Up until today I used to think that it was Posh & Becks who were aiming for world domination with their baby making factory in the UK, but now I see that Becks was only trying to work his way up to 11, to have himself a full lineup for a soccer team. In fact, the couple aiming for world domination through babies are Brad and Angelina. Even though they only have one wee baby of their own, they also cheated by adopting several other toddlers (and we all know that number is only going to grow).
Hold everything! Is that baby number 2 I see on the horizon, I mean Angie's profile? Like ohmigod! At last, after months of waiting and anticipating every time Angelina seemed a little rounder around the edges, the pregnancy is confirmed. No, not by her rep or even the movie star herself, but by this huuuge baby bump she showed off last Sunday at the Independent Spirit Awards in Santa Monica, California. I won't tell you just how much money I made on the bet that Angelina was indeed with child, but yeah, I had a pretty good idea about what was going on.
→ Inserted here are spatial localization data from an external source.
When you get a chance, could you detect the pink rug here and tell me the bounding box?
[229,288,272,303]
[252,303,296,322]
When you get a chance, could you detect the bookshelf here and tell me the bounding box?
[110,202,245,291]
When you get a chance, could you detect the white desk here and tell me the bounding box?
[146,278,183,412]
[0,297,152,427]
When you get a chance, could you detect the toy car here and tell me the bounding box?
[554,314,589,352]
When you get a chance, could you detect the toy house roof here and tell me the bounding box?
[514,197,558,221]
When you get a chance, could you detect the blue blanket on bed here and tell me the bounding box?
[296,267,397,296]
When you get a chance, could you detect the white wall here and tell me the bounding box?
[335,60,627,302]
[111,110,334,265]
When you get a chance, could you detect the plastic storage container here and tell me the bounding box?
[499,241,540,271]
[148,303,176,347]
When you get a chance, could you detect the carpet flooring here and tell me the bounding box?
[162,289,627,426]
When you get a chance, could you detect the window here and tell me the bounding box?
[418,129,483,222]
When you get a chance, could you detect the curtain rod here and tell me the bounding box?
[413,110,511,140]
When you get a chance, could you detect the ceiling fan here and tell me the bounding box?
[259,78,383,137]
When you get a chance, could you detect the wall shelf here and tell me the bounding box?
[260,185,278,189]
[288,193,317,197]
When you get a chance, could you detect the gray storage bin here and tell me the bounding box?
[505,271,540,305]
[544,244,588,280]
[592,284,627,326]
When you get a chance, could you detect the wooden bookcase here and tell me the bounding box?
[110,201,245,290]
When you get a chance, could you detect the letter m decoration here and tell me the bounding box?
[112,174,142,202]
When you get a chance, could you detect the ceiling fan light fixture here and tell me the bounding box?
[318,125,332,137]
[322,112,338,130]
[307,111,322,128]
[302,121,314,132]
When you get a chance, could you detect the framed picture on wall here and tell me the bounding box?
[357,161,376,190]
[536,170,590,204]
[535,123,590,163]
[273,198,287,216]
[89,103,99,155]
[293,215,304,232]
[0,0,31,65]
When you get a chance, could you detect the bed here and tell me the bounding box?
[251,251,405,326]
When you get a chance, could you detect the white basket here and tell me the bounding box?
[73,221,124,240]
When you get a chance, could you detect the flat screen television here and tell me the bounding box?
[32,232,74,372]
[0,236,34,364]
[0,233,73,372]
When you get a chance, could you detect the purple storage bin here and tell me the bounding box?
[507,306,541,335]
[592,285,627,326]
It just seems odd to have Angie publicly confess her pregnancy like this, after all those months of denying any rumor. That and the fact that she hasn't yet released an official statement, makes me think she stuck a pillow under there, just to piss off paps and make the tabloids go crazy. But thinking in retrospective, I can vividly remember that for the last few months Angie has been showing up to these events in increasingly looser outfits. Now you can all see what she was hiding. And by the looks of things she's far ahead, like 5 months or so. You know what that spells, don't you? Another summer birth in some remote country where they hate paps so much that they sick the military on them.
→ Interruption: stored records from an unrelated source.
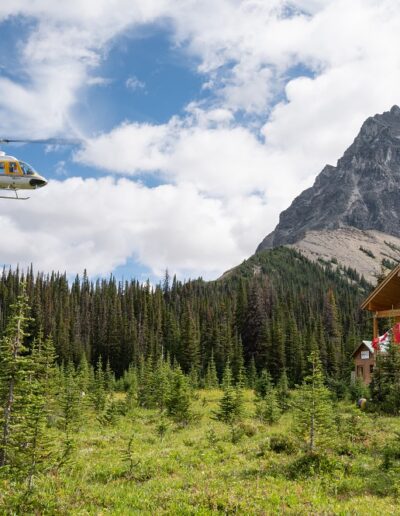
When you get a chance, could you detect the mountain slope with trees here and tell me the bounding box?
[0,248,372,385]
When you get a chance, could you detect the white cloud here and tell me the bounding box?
[125,76,146,91]
[76,113,273,198]
[87,77,113,86]
[0,176,270,278]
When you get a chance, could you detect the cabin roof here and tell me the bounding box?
[352,340,374,357]
[361,263,400,311]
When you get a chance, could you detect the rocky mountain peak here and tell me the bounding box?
[257,106,400,252]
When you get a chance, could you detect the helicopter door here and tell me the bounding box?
[6,161,23,176]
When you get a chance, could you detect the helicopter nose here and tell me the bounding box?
[29,177,48,188]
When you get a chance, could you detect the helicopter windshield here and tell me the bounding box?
[19,161,36,176]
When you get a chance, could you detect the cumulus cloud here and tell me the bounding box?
[0,177,270,278]
[76,112,274,198]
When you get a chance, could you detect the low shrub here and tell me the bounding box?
[237,421,258,437]
[382,432,400,470]
[287,452,344,479]
[269,434,297,454]
[229,424,245,444]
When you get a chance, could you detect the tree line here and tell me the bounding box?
[0,248,372,386]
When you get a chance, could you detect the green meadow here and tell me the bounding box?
[3,389,400,515]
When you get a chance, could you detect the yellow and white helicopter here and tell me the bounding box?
[0,138,79,200]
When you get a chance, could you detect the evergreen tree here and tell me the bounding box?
[231,334,245,385]
[104,358,115,392]
[323,290,342,378]
[254,369,273,400]
[204,350,219,389]
[370,339,400,414]
[24,334,57,488]
[276,369,290,412]
[153,358,171,412]
[58,362,82,464]
[124,365,138,411]
[180,303,200,374]
[137,357,156,408]
[246,356,257,389]
[76,354,91,395]
[216,361,243,423]
[0,288,32,469]
[292,351,334,452]
[92,356,107,412]
[166,367,191,425]
[256,389,281,425]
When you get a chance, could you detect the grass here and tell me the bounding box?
[3,390,400,515]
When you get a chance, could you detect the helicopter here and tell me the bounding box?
[0,138,79,200]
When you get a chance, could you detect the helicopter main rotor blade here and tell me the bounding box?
[0,138,82,145]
OK people, I'm now officially starting the "Name Brangelina's new baby" campaign and the only prize that you get is that we send the winning name to the happy couple and they might very well choose it as a final option. For this reason I ask you to keep the obscenities to a minimum. Take into consideration all the weird names out there, just because all of their other kids have names that contain a lot of consonants from the end of the alphabet (X, Z, that kinda stuff). But lemme tell you right now - Xenu does not apply!